Representative example of the expression of markers Foxj1, Mucin1, Mucin2, Mucin5AC, Mucin5B, CC-10, pro-SP-C, ABCA3, PDPN, AQP5, mature SP-B (Table 1) of mature lung and airway epithelial cells after culturing SVhiPS1 cells according to the protocol shown at the top of the panel.

Figure 6. Expression of NKX2.1, FOXA2and SP-B at ~d50 in RUES2, SVhiPS1 and SVhiPS2 cells.

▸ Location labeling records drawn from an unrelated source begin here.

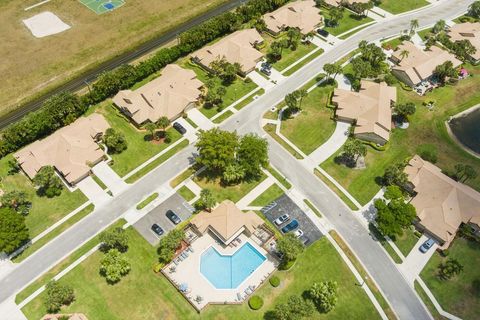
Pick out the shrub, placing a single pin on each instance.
(274, 281)
(428, 152)
(255, 302)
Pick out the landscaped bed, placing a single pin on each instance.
(426, 127)
(314, 125)
(461, 294)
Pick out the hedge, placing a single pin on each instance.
(64, 108)
(255, 302)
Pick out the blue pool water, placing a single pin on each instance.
(228, 272)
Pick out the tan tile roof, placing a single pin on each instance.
(442, 203)
(226, 220)
(467, 31)
(168, 95)
(420, 64)
(370, 107)
(301, 14)
(236, 47)
(69, 149)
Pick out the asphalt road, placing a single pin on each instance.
(89, 76)
(402, 298)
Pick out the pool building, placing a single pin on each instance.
(229, 255)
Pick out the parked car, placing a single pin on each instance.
(427, 245)
(298, 233)
(157, 229)
(323, 33)
(179, 128)
(282, 219)
(290, 227)
(173, 217)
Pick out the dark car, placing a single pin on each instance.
(173, 217)
(179, 128)
(291, 226)
(427, 245)
(323, 33)
(157, 229)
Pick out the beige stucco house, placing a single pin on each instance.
(71, 150)
(369, 109)
(442, 203)
(226, 222)
(419, 64)
(467, 31)
(301, 14)
(175, 91)
(238, 47)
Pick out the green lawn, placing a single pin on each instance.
(54, 233)
(139, 148)
(145, 295)
(45, 211)
(460, 295)
(396, 6)
(186, 193)
(222, 192)
(314, 125)
(348, 22)
(406, 241)
(235, 91)
(269, 195)
(425, 127)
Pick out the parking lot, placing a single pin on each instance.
(175, 203)
(285, 205)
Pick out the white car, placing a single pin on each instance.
(298, 233)
(282, 219)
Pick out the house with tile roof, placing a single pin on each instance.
(175, 91)
(369, 110)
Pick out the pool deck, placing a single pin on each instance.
(188, 272)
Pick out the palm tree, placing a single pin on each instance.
(413, 26)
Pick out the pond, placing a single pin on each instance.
(466, 128)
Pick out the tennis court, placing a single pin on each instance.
(102, 6)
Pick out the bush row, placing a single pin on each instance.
(63, 109)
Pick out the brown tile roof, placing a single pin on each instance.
(236, 47)
(420, 64)
(467, 31)
(69, 149)
(370, 107)
(442, 203)
(226, 220)
(168, 95)
(301, 14)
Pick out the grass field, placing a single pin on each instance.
(425, 127)
(145, 295)
(314, 125)
(45, 211)
(31, 66)
(461, 294)
(396, 7)
(139, 149)
(269, 195)
(348, 22)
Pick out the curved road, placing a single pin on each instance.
(127, 57)
(401, 296)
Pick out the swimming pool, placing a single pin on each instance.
(228, 272)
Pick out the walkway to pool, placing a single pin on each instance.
(187, 277)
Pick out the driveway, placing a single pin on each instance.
(284, 205)
(157, 215)
(416, 260)
(109, 177)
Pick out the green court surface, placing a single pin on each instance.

(a–c) 10× tile scan images (3×3) of NKX2.1 (rabbit) and FOXA2 (goat) (Table 1) expression in RUES2 (a), sviPS1 (b) and sviPS2 (c) differentiated according to the protocol shown at the top of Figure 6. (d–f) 20× tile scan images (6×6) of SP-B (Table 1) expression RUES2 (a), sviPS1 (b) and sviPS2 (c) differentiated according to the protocol shown at the top of Figure 6. Scale bar insets = 40 μm

Cells at this differentiation stage can be maintained up to a year. Interestingly, after day 50 and for up to 3 months of further culture, a specific regional organization arises, with areas of proliferation surrounding areas where cells detach (Figure 7b,c). Cells in these areas express the ATII marker, SP-B or co-express SP-B and the ATI marker, podoplanin (PDPN) (Table 1), suggestive of bipotential alveolar progenitors²⁹, or of ATII cells transitioning to an ATI fate (Figure 7d,e). On the other hand, apoptosis occurs in areas with cells expressing airway markers, such as CC10 (Table 1) (Figure 7f). Thus, the dynamics of the culture likely explain the predominance of cells expressing the ATII marker, SP-B, a population that includes a majority of SP-B⁺PDPN⁻ cells, and minority of SP-B⁺PDPN⁺ cells, a phenotype that was recently proposed to represent bipotential development alveolar progenitors²⁹.